Over the years I’ve learned that really board-savvy CEOs also pay close attention to stakeholder relationships that they must spend significant time of their own maintaining, because the relationships are critical to achieving their own CEO-specific leadership goals. At the very top of every one of these CEO’s lists? Her board of directors, of course – there’s no close second. I’ve sat with a number of CEOs thinking aloud about this preeminent stakeholder relationship, and I can say from experience that the needs/wants on the CEO’s side of the relationship equation are pretty obvious – timely and sound board decision-making; public support for the CEO; backing CEO initiatives; regular feedback on CEO performance; etc.
But the other side of the equation – the board’s needs/wants – isn’t at all obvious, and board-savvy CEOs know that they need to make a real effort to identify what board members need/want from their relationship with the CEO. The most effective approach, in my experience, is for a committee of the board, such as governance or board operations, to annually spend a couple of hours with the CEO defining the what the board expects from the CEO and then reviewing the list with the whole board.

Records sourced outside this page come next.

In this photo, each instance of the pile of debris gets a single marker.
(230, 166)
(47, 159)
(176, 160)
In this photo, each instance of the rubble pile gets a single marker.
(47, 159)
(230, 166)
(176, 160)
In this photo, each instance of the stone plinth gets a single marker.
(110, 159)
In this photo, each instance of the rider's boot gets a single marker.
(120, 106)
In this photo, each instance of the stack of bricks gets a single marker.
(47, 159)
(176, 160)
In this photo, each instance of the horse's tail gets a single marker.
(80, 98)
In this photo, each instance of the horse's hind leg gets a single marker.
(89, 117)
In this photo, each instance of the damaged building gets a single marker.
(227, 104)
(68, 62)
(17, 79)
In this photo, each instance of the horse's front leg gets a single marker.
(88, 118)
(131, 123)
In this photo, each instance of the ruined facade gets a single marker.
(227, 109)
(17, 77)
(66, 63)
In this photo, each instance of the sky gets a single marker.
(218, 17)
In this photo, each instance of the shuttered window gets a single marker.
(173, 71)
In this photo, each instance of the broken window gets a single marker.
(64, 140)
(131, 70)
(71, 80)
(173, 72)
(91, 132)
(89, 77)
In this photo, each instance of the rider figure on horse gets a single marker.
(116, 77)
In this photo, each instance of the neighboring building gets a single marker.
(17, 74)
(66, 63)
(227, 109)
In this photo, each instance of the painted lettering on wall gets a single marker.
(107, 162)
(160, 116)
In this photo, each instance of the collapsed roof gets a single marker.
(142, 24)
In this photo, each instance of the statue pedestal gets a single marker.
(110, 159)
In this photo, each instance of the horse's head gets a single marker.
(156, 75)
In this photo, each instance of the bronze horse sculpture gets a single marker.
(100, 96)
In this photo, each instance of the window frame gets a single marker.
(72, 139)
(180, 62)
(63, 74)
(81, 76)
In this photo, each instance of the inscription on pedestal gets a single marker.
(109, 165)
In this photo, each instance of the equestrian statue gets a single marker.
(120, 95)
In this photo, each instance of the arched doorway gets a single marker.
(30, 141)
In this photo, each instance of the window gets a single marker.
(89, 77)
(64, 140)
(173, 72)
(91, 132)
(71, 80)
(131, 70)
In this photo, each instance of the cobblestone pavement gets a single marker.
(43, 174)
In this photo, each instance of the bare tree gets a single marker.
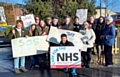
(111, 5)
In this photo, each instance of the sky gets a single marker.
(113, 5)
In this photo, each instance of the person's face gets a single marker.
(63, 39)
(33, 28)
(92, 19)
(76, 20)
(85, 26)
(49, 21)
(108, 22)
(37, 20)
(101, 20)
(42, 23)
(55, 20)
(19, 25)
(67, 20)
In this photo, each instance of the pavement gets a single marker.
(6, 68)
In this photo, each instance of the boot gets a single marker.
(23, 69)
(17, 71)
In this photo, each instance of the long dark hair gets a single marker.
(99, 20)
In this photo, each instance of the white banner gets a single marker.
(82, 14)
(28, 20)
(65, 57)
(2, 15)
(74, 37)
(29, 46)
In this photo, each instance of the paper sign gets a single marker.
(28, 20)
(10, 14)
(2, 15)
(30, 46)
(65, 57)
(82, 14)
(74, 37)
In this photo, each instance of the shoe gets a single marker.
(74, 73)
(87, 66)
(109, 65)
(24, 69)
(31, 67)
(65, 70)
(17, 71)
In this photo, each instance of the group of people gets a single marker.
(100, 33)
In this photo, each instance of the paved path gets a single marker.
(6, 68)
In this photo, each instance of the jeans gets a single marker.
(87, 57)
(17, 60)
(32, 61)
(108, 54)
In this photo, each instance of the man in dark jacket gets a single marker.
(76, 24)
(65, 42)
(67, 25)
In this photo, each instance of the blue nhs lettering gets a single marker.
(70, 34)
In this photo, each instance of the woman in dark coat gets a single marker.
(98, 31)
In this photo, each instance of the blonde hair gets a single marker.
(20, 21)
(87, 24)
(30, 30)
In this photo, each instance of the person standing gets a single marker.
(108, 38)
(92, 23)
(49, 22)
(32, 32)
(55, 21)
(76, 24)
(99, 46)
(65, 42)
(18, 32)
(67, 25)
(88, 39)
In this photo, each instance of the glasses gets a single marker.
(36, 19)
(85, 24)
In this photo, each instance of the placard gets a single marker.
(65, 57)
(29, 46)
(82, 14)
(2, 14)
(28, 20)
(74, 37)
(10, 14)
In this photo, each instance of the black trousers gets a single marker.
(108, 54)
(87, 57)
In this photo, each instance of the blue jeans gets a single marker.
(17, 60)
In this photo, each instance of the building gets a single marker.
(104, 12)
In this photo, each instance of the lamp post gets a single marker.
(100, 8)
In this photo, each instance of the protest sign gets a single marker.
(29, 46)
(65, 57)
(10, 14)
(82, 14)
(74, 37)
(28, 20)
(2, 15)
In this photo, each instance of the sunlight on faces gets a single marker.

The point is, if the CEO doesn’t know – in detail – what the board’s expectations are, maintaining a close, healthy relationship with this preeminent stakeholder is will be the impossible dream. How can you fashion a strategy to meet expectations that you don’t even know? By the way, I’m not talking about your authority’s overall performance targets, but, rather, expectations about CEO behavior and performance specifically, for example: keeping board members in the know so they aren’t caught off guard in public; making sure board members are actively engaged in shaping important governing decisions rather than just reacting to staff documentation; providing board members with public recognition; making board meetings more interesting and enjoyable, by, for example, holding board meetings in different locations; providing board members with opportunities to get to know senior executives outside of the formal board meeting; and the like.
Bottom line: The board-CEO working relationship is much more likely to be close, positive and productive if the CEO treats the board as her preeminent stakeholder.